Bana gülümseyerek yaklaştı yanağımdan öpüp odamdan çıktı.Çok durmadan bende aşağıya indim.

Annem ve ablam yemek yapıyorlardı.Benimde salata yapmamı istediler.Hemen salata yapmaya başlamak için malzemeleri dolaptan çıkardım.

Domatesleri,salatalıkları,soğanı marulu hepsini doğradım.Salata tabağına koyup masaya yerleştirdim.

Tabakları,kaşıkları,çatalları vs.çıkardım masaya düzenli bir şekilde dizdim.

Yemekler hazır olunca üstümdekileri değiştirip daha düzgün birşeyler giymem gerektiğinin farkına vardım.

Odama çıkıp dar paça siyah pantolonumu üzerine siyah tişörtümü giydim.Saçlarımı saldım,hafif dalgalandırdım.Rimel ve parlatıcımla tam sade şıktım.

Aşağıya indiğimde misafirler kapıdan içeri girmeye başladılar.

İlk baş güzel giyimli bir bayan arkasından uzun boylu eşi olduğunu tahmin ettiğim bir bay ve arkasından uzun biri esmer biri sarışın iki yakışıklı çocuk girdi.Esmer olaaann...

Sabah çarpıştığım çocuukk.Komşumuz muydu yanii..

O küstah,odun,öküz.Onu görmeye tahammül edemeyeceğim.Tamam yakışıklı olabilir ama tam bir odun.Her neyse banane ya.

Hepimiz teker teker tanıştık bayanın adı Tuğçe,eşinin adı Mert Rüzgârın ikizi olduğunu öğrendiğim ise Poyrazmış.

Tanıştıktan sonra hemen sofraya yemek yemeye geçtik.Babamla Mert amca,annemle de Tuğçe teyze hem yemek yiyip hemde muhabbet ediyorlardı.Rüzgâr sadece öküz gibi bakmayı tercih ediyordu.

Ablam hemen Rüzgarla Poyraza hangi okula gittiklerini sordu.İkiside Asil kolejine gidiyorlarmış.Benimle aynı okuldalar.

Poyraz hemen lafa atıldı.

"Esila sen hangi okula gideceksin?"

"Asil Koleji,sizin okuldayım."

"Hadi ya şansa bak be "dediginde ters bir şekilde ona baktım.

"Yani şey yeni bir arkadaş edindim çok şanslıyım"

Bakışlarımı ondan çekip Rüzgara çevirdim.Başını olumsuz anlamda sallıyordu.Sonradan sessizlik tekrar oluşmuştu.Herkes yemeklerine gömüldü.
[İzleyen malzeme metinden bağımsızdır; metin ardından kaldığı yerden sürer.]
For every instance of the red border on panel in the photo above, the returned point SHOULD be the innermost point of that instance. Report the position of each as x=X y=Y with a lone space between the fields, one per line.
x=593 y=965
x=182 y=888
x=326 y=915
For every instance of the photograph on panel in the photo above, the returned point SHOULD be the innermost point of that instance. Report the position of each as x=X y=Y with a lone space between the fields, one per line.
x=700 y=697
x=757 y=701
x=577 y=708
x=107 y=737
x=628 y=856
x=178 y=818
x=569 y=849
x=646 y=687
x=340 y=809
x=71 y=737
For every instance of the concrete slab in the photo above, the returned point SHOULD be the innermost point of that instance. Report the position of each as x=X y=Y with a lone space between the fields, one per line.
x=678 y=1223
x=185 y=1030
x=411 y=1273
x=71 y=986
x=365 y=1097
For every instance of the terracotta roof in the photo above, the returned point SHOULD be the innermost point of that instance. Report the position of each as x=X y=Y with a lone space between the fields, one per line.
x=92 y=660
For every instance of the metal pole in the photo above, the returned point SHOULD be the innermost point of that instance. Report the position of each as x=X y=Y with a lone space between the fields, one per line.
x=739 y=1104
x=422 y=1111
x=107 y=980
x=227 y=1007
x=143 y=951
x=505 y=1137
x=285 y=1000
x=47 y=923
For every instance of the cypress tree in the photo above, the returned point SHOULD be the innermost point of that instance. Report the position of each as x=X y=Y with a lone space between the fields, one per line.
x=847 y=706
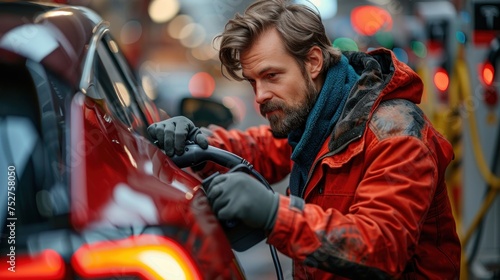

Yemekten sonra herkes salona geçti.

Sohbet ortamı kurulmuş herkes birbirine karma karışık laf atiyordu.Muhabbetten çok uğultu vardı aslında.

Poyrazın bana seslenmesiyle

ona kafamı çevirdim.

"Esila bana bir bardak su verir misin?"

"Tabi"deyip mutfağa ilerledim.Arkamdan Poyraz geliyordu. Bardağa su doldurup ona uzattım.